We anchored off of Lewes to recover from our sail down the coast of New Jersey and to use as a launching point for our run up the Delaware Bay to the C&D canal to enter the Chesapeake. We picked up some high winds along the way so decided to sit and wait a couple more days until conditions were favorable to make the run.

Smith’s Forge

The anchorage was great, just off of Cape Henlopen State Park. There were 3 other sailboats there and room for over a hundred so we had plenty of privacy. The ferry going in and out was far enough away not to be an issue. We’d see small fishing boats go by every once in a while, but we really had the anchorage to ourselves. To us and the dolphins anyway. The anchorage seemed to be just well protected enough that we’d see pods swimming around multiple times a day – we even watched one leap out of the water to provide some entertainment.

 

dutch influence remains

Though it was a long dinghy ride, we decided to head into Lewes for one day. It’s over a mile into town, but the inlet is lined with condos and every square inch of shore is lined with slips. It’s more of a motor boat town (lots of small power boats for fishing charters), but there were a fair number of sailboats too. There’s a nice new dinghy dock in a newly renovated park just 2 blocks from the center of town.

 

Original fisherman’s cottage – looks like our home!

Lewes (pronounced like ‘Lewis’) was founded by the Dutch as a whaling station in the 1600’s. There’s a fair amount of history remaining despite the fact that the settlement didn’t last long and a local native tribe of Lenni Lenape massacred the bunch.
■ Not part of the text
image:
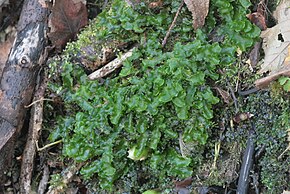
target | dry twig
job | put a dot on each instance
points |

The town was later rebuilt and given to the British, before bad luck struck again and Captain Kidd visited at the end of the 1600’s. And then there was the bombing during the War of 1812. The ‘cannonball house’ still proudly bears the scar from a cannonball that struck it. Through the years it never lost its seafaring touch, though now it looks to be aimed more at tourists (not complaining).

Lewes historical park

We wandered through the usual few blocks of cute shops full of clothes I can no longer afford, & then walked to the Zwaanendael Museum. The museum was built in 1931 in memory of the original Dutch settlement. It’s part of a lovely park that also includes one of the original houses from the town. Built in 1730, it looks not all that dissimilar to our house back in New Jersey.

 

 

 

 

Cocktails & apps; fresh focaccia back on board before setting sail again

We continued to wander through town enjoying the architecture – lots of small cottages, all well preserved. A few blocks north was a small but well stocked market so I did some provisioning. Then we headed back downtown. The local Mexican restaurant, Agave, opened for lunch at 3. We got there 5 minutes early to find a line from the door around the corner and down the block. Luckily when the doors opened there was room for everyone. We grabbed seats at the bar for a margarita and a beer, and really tasty food. The portions were huge – big enough to be leftovers for dinner the following night.

A different way of enjoying the sunset. See how great those ratlines can be!